Foto: Dubes Iran untuk Indonesia Mohammad Boroujerdi (TVRINews/Octavian)
Penulis: Intan Kw
TVRINews, Jakarta
Duta Besar (Dubes) Republik Islam Iran untuk Indonesia, Mohammad Boroujerdi, menegaskan bahwa Teheran menghormati negara-negara tetangga dan tidak pernah melontarkan ancaman terhadap mereka.

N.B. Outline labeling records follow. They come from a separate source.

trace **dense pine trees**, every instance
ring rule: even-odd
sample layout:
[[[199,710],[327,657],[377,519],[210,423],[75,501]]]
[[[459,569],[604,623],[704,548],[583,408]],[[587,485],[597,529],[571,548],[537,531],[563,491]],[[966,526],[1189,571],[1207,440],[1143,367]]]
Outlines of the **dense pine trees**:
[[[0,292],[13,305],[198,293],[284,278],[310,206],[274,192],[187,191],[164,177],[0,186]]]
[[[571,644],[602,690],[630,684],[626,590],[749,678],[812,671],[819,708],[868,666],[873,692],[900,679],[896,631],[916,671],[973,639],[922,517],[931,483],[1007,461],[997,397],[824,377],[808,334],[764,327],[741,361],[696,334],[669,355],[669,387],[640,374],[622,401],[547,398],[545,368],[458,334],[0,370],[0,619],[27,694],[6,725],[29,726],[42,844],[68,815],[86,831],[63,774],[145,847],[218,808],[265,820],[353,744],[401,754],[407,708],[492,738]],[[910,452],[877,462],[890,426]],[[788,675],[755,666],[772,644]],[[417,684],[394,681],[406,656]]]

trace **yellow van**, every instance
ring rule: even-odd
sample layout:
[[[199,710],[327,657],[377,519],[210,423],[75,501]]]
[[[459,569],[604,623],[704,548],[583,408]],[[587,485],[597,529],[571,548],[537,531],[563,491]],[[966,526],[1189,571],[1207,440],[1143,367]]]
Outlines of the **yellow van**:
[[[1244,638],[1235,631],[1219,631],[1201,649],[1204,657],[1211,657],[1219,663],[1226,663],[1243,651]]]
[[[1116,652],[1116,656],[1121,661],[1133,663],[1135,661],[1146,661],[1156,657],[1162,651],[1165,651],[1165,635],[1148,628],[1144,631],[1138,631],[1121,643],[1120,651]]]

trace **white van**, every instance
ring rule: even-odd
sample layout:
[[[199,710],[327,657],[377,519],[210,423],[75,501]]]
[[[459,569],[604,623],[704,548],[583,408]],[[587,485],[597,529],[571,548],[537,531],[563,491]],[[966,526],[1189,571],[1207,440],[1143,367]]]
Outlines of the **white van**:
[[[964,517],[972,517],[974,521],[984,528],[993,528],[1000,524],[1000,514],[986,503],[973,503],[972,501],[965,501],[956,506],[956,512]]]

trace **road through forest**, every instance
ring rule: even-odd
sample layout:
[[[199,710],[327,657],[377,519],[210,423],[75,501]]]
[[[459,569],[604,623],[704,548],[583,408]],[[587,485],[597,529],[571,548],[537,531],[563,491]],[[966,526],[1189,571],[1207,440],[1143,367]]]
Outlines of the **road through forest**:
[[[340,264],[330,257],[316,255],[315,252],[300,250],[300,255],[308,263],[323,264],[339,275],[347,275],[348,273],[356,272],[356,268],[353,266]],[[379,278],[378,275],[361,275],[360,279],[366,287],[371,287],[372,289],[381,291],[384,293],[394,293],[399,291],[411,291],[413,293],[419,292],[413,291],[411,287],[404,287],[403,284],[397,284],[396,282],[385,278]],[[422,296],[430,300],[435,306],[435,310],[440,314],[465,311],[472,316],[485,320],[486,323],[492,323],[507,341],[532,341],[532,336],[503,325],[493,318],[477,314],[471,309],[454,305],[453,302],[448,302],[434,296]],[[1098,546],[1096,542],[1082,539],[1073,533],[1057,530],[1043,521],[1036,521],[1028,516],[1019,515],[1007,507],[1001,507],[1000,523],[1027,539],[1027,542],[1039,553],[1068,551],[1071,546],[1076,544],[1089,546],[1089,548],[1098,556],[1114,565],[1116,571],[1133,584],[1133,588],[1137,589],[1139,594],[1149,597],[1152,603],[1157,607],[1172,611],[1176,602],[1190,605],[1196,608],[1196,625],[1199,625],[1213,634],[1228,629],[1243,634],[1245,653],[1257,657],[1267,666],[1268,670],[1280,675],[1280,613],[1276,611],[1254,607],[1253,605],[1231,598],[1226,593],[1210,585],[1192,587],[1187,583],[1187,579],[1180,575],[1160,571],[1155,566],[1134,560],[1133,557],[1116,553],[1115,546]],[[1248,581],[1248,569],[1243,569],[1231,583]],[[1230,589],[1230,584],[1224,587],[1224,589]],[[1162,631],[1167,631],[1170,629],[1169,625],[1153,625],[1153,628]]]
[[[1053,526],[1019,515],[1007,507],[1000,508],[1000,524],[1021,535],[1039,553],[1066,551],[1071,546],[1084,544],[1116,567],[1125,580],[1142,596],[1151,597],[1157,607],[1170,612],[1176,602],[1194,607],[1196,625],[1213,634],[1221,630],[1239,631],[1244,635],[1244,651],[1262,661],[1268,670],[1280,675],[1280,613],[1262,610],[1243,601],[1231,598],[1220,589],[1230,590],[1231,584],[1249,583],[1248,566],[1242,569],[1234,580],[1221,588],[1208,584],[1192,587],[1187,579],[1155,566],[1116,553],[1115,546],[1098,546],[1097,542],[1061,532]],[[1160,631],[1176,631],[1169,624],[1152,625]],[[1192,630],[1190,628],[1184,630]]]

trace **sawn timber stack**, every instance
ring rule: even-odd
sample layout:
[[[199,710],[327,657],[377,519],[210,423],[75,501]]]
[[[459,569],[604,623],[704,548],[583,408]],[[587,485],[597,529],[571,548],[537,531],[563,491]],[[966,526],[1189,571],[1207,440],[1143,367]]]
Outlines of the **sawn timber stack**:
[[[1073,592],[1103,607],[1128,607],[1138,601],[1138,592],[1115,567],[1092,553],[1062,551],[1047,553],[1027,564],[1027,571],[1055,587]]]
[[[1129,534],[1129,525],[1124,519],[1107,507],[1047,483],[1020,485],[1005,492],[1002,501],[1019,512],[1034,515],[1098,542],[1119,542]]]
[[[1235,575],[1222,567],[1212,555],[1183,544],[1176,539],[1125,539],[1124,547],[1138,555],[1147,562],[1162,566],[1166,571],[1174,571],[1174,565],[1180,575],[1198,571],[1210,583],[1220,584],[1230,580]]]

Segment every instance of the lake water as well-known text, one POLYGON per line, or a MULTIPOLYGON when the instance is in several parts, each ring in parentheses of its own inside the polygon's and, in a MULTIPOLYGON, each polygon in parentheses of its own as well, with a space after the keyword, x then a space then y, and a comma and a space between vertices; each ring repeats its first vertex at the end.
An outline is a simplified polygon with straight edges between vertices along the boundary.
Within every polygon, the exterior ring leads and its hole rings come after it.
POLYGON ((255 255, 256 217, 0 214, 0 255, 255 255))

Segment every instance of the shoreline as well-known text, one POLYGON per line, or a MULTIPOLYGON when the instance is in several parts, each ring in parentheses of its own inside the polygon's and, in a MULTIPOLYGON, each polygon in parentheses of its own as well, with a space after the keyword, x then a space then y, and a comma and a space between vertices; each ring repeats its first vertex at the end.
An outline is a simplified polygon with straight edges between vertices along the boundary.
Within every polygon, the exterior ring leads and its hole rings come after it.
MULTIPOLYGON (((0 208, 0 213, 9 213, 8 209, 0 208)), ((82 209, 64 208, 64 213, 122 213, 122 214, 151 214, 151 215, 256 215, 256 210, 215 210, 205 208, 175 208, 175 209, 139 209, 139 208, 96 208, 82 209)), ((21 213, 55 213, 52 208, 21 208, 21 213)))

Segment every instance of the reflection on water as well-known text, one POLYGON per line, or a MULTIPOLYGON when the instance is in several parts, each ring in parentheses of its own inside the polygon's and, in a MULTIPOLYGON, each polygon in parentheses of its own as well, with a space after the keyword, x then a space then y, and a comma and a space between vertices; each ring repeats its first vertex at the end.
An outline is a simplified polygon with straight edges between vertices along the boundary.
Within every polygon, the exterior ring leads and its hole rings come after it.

"Kami tidak pernah mengancam negara tetangga kami secara spesifik, tetapi kami memberikan penghormatan terhadap negara-negara tetangga dan sangatlah menghormati mereka," kata Boroujerdi di Jakarta, Senin, 2 Maret 2026.
Ia menekankan, Iran memandang Amerika Serikat (AS) dan Israel sebagai pihak yang bertanggung jawab atas eskalasi konflik yang kini tengah terjadi.
"Karena bagi kami, musuh kami hanyalah Amerika Serikat dan Israel," tegasnya.
Lebih lanjut, Boroujerdi menyatakan Iran menilai serangan yang dilakukan AS dan Israel sebagai pelanggaran terhadap Pasal 2 Ayat 4 Piagam Perserikatan Bangsa-Bangsa (PBB) mengenai larangan penggunaan kekerasan terhadap integritas wilayah atau kemerdekaan politik suatu negara.
Serangan tersebut, lanjutnya, merupakan agresi secara terang-terangan terhadap Iran.
Atas dasar itu, Boroujerdi menegaskan Iran memiliki hak untuk membela diri sebagaimana diatur dalam Pasal 51 Piagam PBB.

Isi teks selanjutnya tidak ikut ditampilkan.